L’éducation est un conditionnement social. La répétition des expériences éducatives jusqu’à ce que soit atteint le stade de l’acquisition des connaissances ou des comportements fait le lit d’un conditionnement que les éducateurs réalisent pour une grande part de façon inconsciente. C’est d’ailleurs plus facile pour des éducateurs d’appliquer un conditionnement organisé qui nécessite moins de disponibilité et d’énergie et permet de faire abstraction de ses propres valeurs et croyances. Ce conditionnement inéluctable apporte des facilités à vivre, des réponses réflexes, des comportements instinctifs adaptés, l’acquisition d’outils (la lecture, l’écriture, l’observation, la persévérance…) qui permettent la progression de l’éducation. L’Etat s’impose dans l’éducation car elle a, parmi ses objectifs, la nécessité de maintenir la cohésion de la société, de transmettre ses valeurs (liberté, égalité, fraternité), ses caractéristiques identitaires et son histoire et de participer à l’universalité de l’éducation. L’Etat peut aussi orienter l’éducation pour répondre à ses besoins économiques, démographiques voire géopolitiques. Il impose donc l’école obligatoire et ses programmes avec le risque d’un conditionnement de droite ou de gauche ou pire, l’endoctrinement politique, religieux ou sectaire. Tous les groupes sociaux sans exception et dans ceux-ci tout particulièrement les enfants, consacrent de plus en plus de temps à la consultation d’internet et des réseaux sociaux qui participent donc de plus en plus à l’éducation. Avec un accès facilité au savoir et aux apprentissages, avec la multiplication des échanges, avec la grande diversité des intervenants, on ne peut pas nier que ces nouveaux médias peuvent avoir un rôle bénéfique. Mais c’est un phénomène encore récent dans l’histoire des civilisations et il porte beaucoup d’insuffisance dans son contrôle et sa régulation, source d’inquiétude pour la santé mentale des jeunes, le risque d’addiction, leur développement sexuel, leur hiérarchie des valeurs. Nul doute que l’absence de contrôle de l’information largement diffusée et que l’intervention des influenceurs de tout bord contribuent à un conditionnement néfaste.

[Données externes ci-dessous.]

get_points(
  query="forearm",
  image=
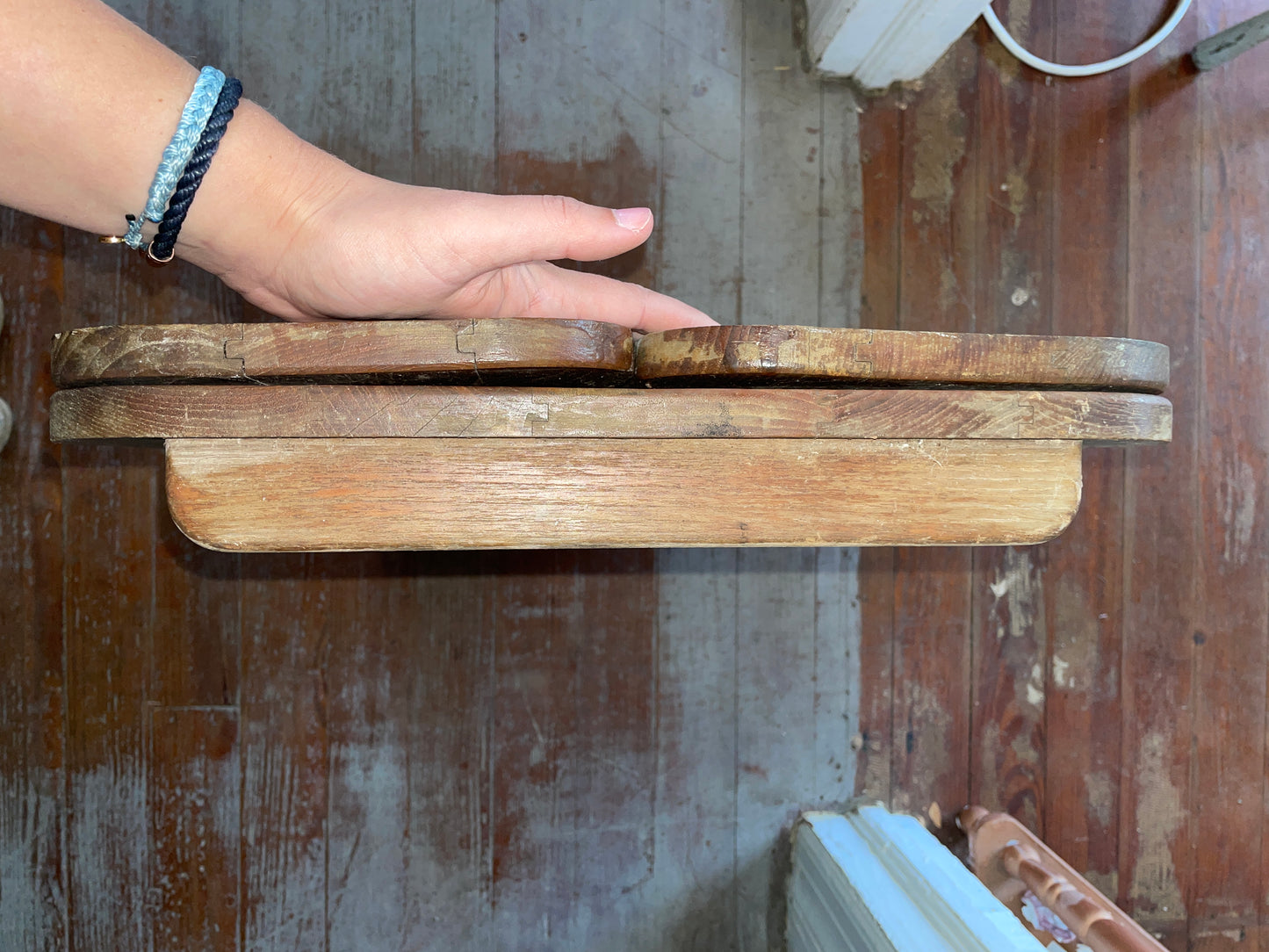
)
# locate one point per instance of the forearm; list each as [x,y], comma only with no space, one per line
[88,102]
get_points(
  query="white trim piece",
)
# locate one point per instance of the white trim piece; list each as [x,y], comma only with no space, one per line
[873,881]
[880,42]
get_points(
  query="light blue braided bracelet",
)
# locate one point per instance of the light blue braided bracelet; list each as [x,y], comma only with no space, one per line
[176,156]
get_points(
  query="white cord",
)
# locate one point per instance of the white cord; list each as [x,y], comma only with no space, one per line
[1056,69]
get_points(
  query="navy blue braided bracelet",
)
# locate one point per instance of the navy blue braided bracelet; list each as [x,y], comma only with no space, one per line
[164,245]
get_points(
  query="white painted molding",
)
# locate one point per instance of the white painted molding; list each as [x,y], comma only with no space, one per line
[880,42]
[873,881]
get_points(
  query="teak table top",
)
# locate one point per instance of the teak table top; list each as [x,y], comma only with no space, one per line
[539,435]
[585,353]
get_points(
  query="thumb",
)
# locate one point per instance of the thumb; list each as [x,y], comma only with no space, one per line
[499,230]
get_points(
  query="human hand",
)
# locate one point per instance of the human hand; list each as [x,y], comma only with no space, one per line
[362,247]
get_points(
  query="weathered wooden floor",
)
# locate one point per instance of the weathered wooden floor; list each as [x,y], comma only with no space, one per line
[1108,689]
[603,750]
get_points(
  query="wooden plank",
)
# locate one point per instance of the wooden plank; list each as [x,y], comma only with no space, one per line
[1161,516]
[288,610]
[881,165]
[371,669]
[797,203]
[697,766]
[1010,861]
[937,285]
[365,410]
[1014,188]
[109,495]
[33,898]
[285,495]
[579,93]
[436,690]
[191,787]
[690,900]
[339,75]
[1229,692]
[790,354]
[398,350]
[444,658]
[1084,601]
[191,723]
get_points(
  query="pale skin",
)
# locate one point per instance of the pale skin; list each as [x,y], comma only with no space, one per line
[88,102]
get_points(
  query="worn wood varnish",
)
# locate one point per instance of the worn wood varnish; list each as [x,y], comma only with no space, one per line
[1010,861]
[388,350]
[293,494]
[357,410]
[792,356]
[421,757]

Tel que décrit ci-dessus ce conditionnement social suffit-il à procurer au futur citoyen le savoir, le savoir-faire et le savoir-être qui seront utiles à lui-même et à la société? Suffit-il à faire des adultes bien dans leur corps, adaptés à leur milieu et capables d’exercer leur libre arbitre? Le conditionnement social est une étape indispensable mais il n’est pas suffisant. Au stade du tri des acquis, après ceux de l’identification et de l’opposition, l’émancipation doit compléter le conditionnement social. Il convient alors pour la personne éduquée de rejeter ce qui ne lui paraît pas éthique, moral ou légitime, de douter de ce qu’elle ne peut établir comme vrai, et de mettre en oeuvre les fruits du conditionnement social, non du fait du conditionnement mais parce qu’elle les a reconnus comme bons pour elle-même et pour la société. Le conditionnement social ne peut être qu’une étape avant validation par la personne et il peut comporter en lui-même des objectifs d’émancipation. L’éducation peut donc être « autre chose » si les éducateurs reconnaissent la nécessité de la remise en question des acquis du conditionnement, d’entraîner à l’esprit critique, s’ils concourent à faire prendre conscience de ce qu’est le libre arbitre, cette faculté de penser par soi-même et d’agir selon ses convictions. Dépendant de l’ensemble des éducateurs, l’Ecole y participe, par exemple en faisant prendre conscience des responsabilités du citoyen dans les cours d’éducation civique et par l’enseignement de la philosophie. Le résultat du conditionnement social n’est pas un état immuable, il n’est pas définitif et il est possible de se déconditionner tant qu’on a la capacité d’analyser et la volonté de changer. L’apprentissage du libre arbitre est tout aussi indispensable que le conditionnement pour sortir l’enfant de son déterminisme social. Il est aussi nécessaire à l’évolution et au progrès social.